# Probability of generating higher number

1. Mar 28, 2015

### Vrbic

Hello, I have a query:
If I have two normal distribution with different mean value and variability. I am generating numbers by them. How can I compute probability, that one of them (with higher mean value for example) going to generate next number higher than the latter?

2. Mar 28, 2015

### Orodruin

Staff Emeritus
Construct a new stochastic variable based on the two you have that easily lets you describe whether or not a particular variable is larger than the other (can you think of one?). Then compute the probability of this happening based on the distribution of the new stochastic variable.

3. Mar 28, 2015

### Vrbic

It seems very easy but you are probably in mathematic far than me :) Intuitively I suspect where should I get, but practically I have a problem how define my new variable. Could you suggest some few steps?

4. Mar 28, 2015

### Vrbic

And thanks for help ;)

5. Mar 28, 2015

### Orodruin

Staff Emeritus
How would you judge if a number is larger than another?

6. Mar 28, 2015

### Vrbic

Ou heck :) Difference is negative :)

7. Mar 28, 2015

### Orodruin

Staff Emeritus
Yes, or positive, depending on which difference you take. So how do you check the probability of the difference being negative?

8. Mar 28, 2015

### Vrbic

If it is less than zero it is negative. Now I don't understand where you are pointing.

9. Mar 28, 2015

### Staff: Mentor

Can you find the probability distribution of the difference?

10. Mar 30, 2015

### Vrbic

I don't know. I have two normal distribution function with different mean value and variability. I know exact formulas these functions but I can't prepare a new one which will describe a distribution of new variable which is difference of tow randomly generated numbers by these normal distribution functions. I need bigger hint please :)

11. Mar 30, 2015

### Orodruin

Staff Emeritus
If you have a normally distributed variable $X$ with mean $\mu$ and variance $V$, what is the distribution of $-X$?
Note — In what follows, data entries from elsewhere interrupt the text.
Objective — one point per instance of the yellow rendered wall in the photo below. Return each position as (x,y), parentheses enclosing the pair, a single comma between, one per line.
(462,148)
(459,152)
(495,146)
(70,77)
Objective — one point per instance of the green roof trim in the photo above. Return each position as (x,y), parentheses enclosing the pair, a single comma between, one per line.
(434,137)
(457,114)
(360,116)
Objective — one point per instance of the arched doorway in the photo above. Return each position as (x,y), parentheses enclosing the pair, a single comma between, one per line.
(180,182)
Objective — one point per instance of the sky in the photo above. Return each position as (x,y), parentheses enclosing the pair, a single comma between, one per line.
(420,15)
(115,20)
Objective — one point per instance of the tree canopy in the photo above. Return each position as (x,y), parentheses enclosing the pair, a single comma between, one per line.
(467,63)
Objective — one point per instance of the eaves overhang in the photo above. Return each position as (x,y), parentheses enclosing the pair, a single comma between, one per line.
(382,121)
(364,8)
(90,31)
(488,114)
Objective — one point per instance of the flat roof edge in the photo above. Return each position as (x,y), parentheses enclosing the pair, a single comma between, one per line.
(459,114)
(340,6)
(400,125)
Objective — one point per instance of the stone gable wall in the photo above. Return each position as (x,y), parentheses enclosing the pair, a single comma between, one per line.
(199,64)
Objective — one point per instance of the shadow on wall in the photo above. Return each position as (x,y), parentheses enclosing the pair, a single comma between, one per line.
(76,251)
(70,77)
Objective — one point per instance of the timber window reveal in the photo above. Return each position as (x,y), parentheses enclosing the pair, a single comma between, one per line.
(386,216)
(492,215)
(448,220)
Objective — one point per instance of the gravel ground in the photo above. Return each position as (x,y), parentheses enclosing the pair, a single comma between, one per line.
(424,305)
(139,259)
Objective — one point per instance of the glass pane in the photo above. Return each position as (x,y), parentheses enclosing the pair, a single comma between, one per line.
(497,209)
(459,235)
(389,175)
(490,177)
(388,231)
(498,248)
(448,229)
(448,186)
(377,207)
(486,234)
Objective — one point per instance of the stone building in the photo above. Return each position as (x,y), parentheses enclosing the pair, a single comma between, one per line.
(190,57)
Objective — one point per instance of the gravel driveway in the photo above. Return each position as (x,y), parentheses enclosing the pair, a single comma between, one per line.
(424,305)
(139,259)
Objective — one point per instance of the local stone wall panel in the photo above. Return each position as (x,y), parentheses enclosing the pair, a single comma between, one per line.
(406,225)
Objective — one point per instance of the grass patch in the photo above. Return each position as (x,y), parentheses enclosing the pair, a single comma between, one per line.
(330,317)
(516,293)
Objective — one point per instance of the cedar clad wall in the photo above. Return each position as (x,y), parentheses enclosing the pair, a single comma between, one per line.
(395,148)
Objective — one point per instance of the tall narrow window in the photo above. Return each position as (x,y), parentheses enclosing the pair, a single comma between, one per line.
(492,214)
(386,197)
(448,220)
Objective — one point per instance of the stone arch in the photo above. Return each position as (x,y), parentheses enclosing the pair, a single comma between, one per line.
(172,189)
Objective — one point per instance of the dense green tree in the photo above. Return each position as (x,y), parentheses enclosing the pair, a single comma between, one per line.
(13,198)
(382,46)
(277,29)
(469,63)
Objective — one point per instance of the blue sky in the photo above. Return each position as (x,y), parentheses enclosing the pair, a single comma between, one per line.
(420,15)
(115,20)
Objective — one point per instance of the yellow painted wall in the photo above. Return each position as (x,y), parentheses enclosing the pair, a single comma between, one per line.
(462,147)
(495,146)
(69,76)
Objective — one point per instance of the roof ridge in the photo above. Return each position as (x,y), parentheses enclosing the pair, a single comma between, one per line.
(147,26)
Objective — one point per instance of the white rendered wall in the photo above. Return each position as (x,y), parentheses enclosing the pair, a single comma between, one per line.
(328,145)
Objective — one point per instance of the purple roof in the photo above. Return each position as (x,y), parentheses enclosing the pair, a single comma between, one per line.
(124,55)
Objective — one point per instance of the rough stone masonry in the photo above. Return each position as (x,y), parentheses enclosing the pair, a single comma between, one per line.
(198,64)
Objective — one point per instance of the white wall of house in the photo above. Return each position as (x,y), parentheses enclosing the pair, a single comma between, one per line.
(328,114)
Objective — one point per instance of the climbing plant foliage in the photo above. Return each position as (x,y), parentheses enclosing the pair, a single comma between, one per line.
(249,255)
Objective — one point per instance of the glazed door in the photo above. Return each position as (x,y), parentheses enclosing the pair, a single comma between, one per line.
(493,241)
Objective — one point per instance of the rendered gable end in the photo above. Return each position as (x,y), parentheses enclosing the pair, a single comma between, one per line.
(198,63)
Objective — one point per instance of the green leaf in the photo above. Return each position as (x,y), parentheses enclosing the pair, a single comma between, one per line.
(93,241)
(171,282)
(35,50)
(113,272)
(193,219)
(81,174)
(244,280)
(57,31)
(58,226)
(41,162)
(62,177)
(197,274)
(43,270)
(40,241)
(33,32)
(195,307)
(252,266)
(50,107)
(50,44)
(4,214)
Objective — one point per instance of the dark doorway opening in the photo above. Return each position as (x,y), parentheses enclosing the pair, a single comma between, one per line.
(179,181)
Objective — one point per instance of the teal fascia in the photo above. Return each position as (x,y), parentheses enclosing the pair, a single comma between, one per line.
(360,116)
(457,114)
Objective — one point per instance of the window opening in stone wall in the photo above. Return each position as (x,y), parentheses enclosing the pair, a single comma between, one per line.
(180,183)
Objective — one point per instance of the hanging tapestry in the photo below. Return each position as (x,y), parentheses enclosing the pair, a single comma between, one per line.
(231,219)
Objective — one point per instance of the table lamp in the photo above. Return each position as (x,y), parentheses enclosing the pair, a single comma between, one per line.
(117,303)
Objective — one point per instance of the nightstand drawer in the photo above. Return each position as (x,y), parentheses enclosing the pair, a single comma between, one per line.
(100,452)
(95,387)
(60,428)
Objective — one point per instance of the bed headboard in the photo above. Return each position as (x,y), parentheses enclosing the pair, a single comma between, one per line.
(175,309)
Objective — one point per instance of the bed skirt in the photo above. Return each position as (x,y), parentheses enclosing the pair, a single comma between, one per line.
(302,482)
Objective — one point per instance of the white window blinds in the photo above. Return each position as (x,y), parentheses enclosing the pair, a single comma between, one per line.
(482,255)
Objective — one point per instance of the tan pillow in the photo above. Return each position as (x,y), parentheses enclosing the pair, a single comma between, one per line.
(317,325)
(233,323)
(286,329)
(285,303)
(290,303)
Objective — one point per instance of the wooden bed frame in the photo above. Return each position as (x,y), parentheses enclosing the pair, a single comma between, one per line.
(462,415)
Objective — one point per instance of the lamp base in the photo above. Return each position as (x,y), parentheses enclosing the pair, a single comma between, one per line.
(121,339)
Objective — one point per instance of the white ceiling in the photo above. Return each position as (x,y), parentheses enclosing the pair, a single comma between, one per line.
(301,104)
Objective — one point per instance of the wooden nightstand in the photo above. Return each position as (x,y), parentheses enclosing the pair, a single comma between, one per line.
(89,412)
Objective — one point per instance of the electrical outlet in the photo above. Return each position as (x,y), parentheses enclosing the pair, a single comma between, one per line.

If you have two normally distributed variables $X$ and $Y$, what is the distribution of the sum $X+Y$?

12. Apr 2, 2015

### Vrbic

a) Im not sure but I guess that the mean $\mu$ -> $- \mu$. Variance is same.

b) Again guess but distribution of the sum $X+Y$ should be normal distribution with mean $\mu_X + \mu_Y$ but Im not sure what about variance...

13. Apr 2, 2015

### Orodruin

Staff Emeritus
What is the variance of any sum of two stochastic variables? You can derive this from the definition of the variance.

14. Apr 2, 2015

### Vrbic

Hm def. should be: $\sigma^2=\int^{\infty}_{-\infty}x^2f(x)dx-[\mu(x)]^2$ it seems nice but if I don't know $\sigma^2$ I don't know f(x). So I am quite confused. Honestly, I guess variance will always grow. So probably $V(x-y)=V(x)+V(y)$. But I would like to know how to derive that.

15. Apr 2, 2015

### Staff: Mentor

You can express the variance of one variable in terms of two expectation values (a simplified version of your formula). That allows to modify them without integrals.

16. Apr 2, 2015

### Orodruin

Staff Emeritus
Well, this is not quite true. What is true is that a normal distribution takes two parameters and that one of them can be taken to be the variance. With the appropriate f(x) you will then recover $\sigma^2 = \sigma^2$, but this is not what we are after now. We are after a general statement about variances and you need to go back to the very definition (you can do it completely without integrals just using the properties of expectation values).

17. Apr 3, 2015

### Vrbic

So do you mean "discreet definition" in this way: $\sigma^2=\sum [x_i-\mu(x)]^2p_i$?

18. Apr 3, 2015

### Orodruin

Staff Emeritus
No. I mean the more abstract definition V(X) = E((X-E(X))^2).

19. Apr 3, 2015

### Vrbic

Ah I see... sorry.
So now I should substitute X->X-Y. Ok? And wirte $V(X-Y) = E[(X-Y-E(X-Y))^2]=E[(X-Y-E(X)-E(Y))^2]=...=$
$=E[(X-E(X))^2] + E[(Y-E(Y))^2] + E[-2XE(Y)-2YE(X)]=V(X)+V(Y)+ E[-2XE(Y)-2YE(X)]$ if I can split mean $E(X-Y)=E(X) - E(Y)$. Am I right? But what about extra term $E[-2XE(Y)-2YE(X)]$ ??

20. Apr 3, 2015

### Orodruin

Staff Emeritus
E(X) is just a constant and can be moved out of the expectation value due to linearity.

21. Apr 3, 2015

### Vrbic

So, what I have written is right? And my origin problem. Now I have a distribution function some new variable $Z=X-Y$ where $E(Z)=E(X)-E(Y)$ and $V(Z)=V(X)+V(Y)$. So the probability of higher variable X is integration normal distribution for Z from 0 to infinity?
Am I right? Now it looks quite easy :)

22. Apr 3, 2015

### Orodruin

Staff Emeritus
It does not have to be harder ;)

23. Apr 4, 2015

### Vrbic

Thank you very much, you are good teacher ;)